Diego Piacentini non è rara avis nella storia di Amazon.
Un periodo sabbatico di due anni fu concesso nel 2012 a Steve Kessel: allora lavorava da oltre 10 anni in Amazon ed era il braccio desto di Jeff Bezos. Kessel, Vice President Worldwide Digital Media era l’uomo dietro il successo del Kindle, non certo una figura di secondo piano.
Torna due anni dopo e con lui rientra in azienda anche Jennifer Cast, protagonista degli albori di Amazon, poi fuoriuscita dall’azienda per perseguire progetti di vita e sociali legati in particolare al riconoscimento del matrimonio gay nello stato di Washington.
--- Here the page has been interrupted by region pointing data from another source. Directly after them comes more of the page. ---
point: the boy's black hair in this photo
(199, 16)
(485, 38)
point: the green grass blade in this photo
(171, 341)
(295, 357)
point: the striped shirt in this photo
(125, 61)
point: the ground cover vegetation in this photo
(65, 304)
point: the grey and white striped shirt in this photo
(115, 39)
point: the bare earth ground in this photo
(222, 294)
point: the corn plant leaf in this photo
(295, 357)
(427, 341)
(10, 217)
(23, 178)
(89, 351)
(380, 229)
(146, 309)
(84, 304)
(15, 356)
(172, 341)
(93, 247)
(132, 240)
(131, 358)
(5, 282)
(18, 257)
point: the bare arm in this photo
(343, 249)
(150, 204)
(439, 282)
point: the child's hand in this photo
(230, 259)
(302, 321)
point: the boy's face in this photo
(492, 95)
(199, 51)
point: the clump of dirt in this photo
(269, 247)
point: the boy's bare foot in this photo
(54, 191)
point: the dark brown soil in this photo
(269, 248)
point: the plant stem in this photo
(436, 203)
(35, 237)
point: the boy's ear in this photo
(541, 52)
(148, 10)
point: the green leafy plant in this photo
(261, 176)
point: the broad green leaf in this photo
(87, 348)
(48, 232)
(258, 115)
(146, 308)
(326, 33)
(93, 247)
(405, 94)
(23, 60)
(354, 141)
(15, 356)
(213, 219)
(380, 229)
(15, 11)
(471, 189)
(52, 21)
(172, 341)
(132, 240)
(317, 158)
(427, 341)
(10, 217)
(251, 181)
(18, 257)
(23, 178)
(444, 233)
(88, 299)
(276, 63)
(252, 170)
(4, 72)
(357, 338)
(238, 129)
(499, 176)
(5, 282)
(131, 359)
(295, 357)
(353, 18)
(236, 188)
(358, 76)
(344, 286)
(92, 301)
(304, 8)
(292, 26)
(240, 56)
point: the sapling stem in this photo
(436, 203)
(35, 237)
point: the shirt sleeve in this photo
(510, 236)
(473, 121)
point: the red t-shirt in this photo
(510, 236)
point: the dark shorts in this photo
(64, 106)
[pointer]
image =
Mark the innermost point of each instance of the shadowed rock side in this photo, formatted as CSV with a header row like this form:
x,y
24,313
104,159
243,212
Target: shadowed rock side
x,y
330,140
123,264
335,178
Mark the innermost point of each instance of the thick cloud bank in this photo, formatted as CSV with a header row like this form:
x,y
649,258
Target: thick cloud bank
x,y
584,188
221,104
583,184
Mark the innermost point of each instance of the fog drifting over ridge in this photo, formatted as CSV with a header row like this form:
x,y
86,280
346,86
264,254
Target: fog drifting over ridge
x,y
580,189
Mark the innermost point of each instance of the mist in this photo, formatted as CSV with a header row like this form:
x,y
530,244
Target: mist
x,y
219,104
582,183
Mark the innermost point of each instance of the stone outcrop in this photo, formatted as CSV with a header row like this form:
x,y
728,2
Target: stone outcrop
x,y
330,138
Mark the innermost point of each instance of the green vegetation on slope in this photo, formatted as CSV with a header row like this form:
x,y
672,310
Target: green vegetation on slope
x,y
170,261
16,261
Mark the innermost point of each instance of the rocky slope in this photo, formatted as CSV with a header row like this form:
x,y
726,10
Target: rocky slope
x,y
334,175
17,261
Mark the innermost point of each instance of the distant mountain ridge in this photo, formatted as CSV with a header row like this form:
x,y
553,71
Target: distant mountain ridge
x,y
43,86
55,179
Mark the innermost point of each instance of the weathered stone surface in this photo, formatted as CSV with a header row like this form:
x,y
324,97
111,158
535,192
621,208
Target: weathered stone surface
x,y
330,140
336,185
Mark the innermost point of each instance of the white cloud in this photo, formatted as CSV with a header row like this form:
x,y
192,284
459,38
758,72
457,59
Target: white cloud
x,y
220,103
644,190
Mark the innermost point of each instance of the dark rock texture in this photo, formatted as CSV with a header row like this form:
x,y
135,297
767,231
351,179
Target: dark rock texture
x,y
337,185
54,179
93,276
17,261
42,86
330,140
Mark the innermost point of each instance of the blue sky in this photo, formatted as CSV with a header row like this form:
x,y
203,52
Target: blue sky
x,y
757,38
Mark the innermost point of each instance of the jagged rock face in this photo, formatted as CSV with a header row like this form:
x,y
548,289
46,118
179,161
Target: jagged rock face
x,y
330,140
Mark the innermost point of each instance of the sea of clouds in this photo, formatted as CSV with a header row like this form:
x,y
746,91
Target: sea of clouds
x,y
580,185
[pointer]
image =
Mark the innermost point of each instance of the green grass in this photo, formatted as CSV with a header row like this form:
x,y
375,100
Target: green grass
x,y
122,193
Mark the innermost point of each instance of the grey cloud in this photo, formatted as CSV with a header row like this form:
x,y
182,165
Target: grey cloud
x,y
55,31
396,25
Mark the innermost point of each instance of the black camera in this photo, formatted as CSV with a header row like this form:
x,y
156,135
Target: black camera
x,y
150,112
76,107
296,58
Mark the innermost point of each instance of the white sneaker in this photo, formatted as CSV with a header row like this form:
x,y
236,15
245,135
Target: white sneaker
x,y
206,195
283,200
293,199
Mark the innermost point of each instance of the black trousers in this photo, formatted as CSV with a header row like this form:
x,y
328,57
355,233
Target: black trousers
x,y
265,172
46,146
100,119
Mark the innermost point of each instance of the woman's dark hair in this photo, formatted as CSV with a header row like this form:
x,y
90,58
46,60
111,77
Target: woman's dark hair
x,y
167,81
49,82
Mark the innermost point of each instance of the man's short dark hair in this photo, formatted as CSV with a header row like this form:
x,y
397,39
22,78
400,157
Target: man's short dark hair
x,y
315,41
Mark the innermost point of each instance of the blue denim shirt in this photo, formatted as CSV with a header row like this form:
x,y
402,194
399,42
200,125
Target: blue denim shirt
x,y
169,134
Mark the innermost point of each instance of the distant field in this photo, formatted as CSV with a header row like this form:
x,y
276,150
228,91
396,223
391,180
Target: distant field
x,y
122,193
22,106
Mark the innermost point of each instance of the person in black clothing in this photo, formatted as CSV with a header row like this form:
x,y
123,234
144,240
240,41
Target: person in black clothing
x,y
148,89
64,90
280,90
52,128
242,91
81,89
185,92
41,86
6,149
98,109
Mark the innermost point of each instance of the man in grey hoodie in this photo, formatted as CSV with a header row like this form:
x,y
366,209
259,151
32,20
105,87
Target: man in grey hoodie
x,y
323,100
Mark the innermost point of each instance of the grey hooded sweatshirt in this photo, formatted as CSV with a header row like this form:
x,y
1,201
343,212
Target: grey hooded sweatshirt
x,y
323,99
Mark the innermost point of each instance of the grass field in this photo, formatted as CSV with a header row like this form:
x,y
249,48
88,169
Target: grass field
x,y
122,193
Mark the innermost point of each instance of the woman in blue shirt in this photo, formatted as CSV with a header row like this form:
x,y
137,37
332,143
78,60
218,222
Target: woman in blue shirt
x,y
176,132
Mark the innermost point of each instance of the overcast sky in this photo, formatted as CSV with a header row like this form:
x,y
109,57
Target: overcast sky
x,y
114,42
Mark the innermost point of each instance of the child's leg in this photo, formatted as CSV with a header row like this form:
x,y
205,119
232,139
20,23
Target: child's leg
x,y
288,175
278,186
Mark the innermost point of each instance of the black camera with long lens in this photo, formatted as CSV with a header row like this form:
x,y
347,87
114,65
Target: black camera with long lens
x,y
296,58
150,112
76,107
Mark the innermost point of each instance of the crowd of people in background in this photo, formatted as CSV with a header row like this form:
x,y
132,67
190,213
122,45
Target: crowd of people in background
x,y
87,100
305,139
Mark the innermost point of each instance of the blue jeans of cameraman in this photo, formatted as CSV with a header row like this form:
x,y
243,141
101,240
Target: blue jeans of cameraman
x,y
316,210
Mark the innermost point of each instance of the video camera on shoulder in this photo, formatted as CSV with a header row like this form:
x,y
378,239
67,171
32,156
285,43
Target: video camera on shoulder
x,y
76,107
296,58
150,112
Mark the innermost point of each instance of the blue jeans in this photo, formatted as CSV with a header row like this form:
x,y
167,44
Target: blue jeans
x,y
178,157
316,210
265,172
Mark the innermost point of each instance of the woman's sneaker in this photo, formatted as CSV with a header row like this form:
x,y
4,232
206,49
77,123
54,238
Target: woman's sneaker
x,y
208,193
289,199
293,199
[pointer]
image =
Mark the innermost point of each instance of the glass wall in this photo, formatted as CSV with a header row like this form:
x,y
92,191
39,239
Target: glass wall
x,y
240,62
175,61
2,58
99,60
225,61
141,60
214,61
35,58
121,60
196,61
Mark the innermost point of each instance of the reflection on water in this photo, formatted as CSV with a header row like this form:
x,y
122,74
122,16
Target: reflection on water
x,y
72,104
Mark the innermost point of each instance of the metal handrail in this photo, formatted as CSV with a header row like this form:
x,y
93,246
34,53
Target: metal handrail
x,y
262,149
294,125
A lei viene affidato il ruolo di vicepresidente della divisione Amazon Books, a lui un progetto segreto, anzi segretissimo.
La prima mossa si gioca nel nel mese di novembre dello scorso anno: è la prima libreria fisica di Amazon.
Ed è in quel momento che il progetto viene alla luce, per lo meno nella sua denominazione: Amazon Store.

Un negozio liquido?

Ci si domanda se Amazon abbia intenzione di ampliarlo e le speculazioni fanno in fretta ad esplodere, soprattutto quanto un poco accorto gestore di centri commerciali ventila l’ipotesi di aperture diffuse: centinaia di punti di vendita fisici per l’emblema dell’ecommerce mondiale.
Ma la cosa potrebbe non fermarsi qui.
Perché al progetto Amazon Store non partecipano solo Kessel e Cast, ma una lunga schiera di manager di lungo corso, a cominciare da Dilip Kumar, dodici anni in Amazon, technical advisor di Jeff Bezos o ancora Gianna Puerini, VP Product Management & User Experience.
Uomini e donne troppo legati a Jeff Bezos perché il progetto Amazon Store sia “solo” un prgetto di una catena di librerie.
E poi c’è quel brevetto, “Transitioning items from a materials handling facility”, depositato un anno fa.
Ed ecco che si fa strada l’ipotesi di un nuovo modello di punto di vendita, senza casse, senza scanner, ma nel quale tutto ruota intorno al riconoscimento del cliente e della costruzione della sua storia.
Un negozio liquido, chissà.
E se questo è il frutto di due anni sabbatici, forse, anche questa volta, Jeff Bezos ha tutte le ragioni per concederli.